El joven finalmente toma el móvil y suspira. Se aclara la garganta suavemente y presiona el botón verde para después colocarlo en su oreja. Está dispuesto a disimular lo mejor posible a fin de no preocupar a nadie, aunque tal vez será buena idea llamar a Ibe para que lo recoja en el aeropuerto internacional de Tokio. Sólo en caso de que su condición empeorase.

—¿Sí? —pregunta. Es un alivio que no haya pescado una infección en la garganta y pueda hablar relativamente normal.

¡Eiji! —le saluda la voz de Michael, el hijo de Max y Jessica—. Mamá quiere hablar contigo, pero yo también.

El pelinegro sonríe a la nada, sintiéndose repentinamente mejor mientras se pregunta que es lo que ha hecho para ganarse el cariño del pequeño en sólo un par de días.

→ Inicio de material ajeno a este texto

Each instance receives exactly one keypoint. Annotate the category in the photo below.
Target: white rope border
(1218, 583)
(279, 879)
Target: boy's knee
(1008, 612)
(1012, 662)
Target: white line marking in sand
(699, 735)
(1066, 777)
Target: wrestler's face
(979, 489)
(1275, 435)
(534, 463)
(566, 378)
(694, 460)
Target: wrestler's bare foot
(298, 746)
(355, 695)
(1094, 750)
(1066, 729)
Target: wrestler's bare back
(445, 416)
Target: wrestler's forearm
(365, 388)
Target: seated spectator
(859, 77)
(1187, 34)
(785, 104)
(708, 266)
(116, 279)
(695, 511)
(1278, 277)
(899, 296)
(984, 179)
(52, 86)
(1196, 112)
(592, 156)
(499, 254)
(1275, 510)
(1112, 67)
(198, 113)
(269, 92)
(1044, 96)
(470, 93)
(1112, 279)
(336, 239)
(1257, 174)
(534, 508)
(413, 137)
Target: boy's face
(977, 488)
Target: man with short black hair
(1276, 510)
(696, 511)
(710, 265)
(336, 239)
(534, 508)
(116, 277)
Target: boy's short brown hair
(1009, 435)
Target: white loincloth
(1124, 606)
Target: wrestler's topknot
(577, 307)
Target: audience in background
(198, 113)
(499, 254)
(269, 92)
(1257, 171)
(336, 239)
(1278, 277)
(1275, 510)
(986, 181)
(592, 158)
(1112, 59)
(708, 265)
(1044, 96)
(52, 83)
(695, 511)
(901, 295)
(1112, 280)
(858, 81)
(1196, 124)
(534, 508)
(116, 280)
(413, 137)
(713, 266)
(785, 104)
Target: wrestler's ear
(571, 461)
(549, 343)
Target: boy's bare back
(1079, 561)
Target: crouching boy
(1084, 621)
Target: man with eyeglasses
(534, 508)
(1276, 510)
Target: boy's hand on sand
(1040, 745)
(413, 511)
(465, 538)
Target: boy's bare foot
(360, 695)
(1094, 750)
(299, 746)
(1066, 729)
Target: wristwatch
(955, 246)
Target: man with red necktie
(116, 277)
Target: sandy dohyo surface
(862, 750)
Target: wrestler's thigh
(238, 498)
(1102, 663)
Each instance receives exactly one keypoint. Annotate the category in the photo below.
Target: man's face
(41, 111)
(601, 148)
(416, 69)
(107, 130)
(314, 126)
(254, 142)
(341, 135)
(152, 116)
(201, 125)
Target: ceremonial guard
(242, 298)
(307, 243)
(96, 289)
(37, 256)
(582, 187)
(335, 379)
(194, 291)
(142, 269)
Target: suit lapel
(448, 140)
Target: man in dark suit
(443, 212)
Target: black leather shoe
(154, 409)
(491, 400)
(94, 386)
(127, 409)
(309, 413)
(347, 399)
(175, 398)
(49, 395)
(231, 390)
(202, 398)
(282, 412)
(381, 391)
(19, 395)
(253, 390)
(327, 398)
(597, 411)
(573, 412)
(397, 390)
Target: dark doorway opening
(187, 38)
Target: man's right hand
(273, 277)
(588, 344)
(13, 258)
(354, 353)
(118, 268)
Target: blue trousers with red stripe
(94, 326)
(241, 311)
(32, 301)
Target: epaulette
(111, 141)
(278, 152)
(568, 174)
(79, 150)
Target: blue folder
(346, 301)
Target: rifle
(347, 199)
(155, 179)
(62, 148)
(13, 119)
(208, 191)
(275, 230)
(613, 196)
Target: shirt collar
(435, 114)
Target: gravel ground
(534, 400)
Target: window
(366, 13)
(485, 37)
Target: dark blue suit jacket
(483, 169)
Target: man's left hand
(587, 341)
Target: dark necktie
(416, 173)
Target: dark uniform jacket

Cuando él conoció a los Glenreed en Japón, no habían llevado a su hijo y prácticamente lo había conocido una semana atrás, después de su llegada a New York. Habían dado una vuelta por la ciudad, guiados por su padre y aquello parecía haber sido suficiente para que el niño le cogiera un cariño especial, aunque Eiji suponía que su facilidad para cuidar niños tenía mucho que ver. Fuese como fuese, escucharlo tan animado parecía ser un remedio infalible contra su enfermedad.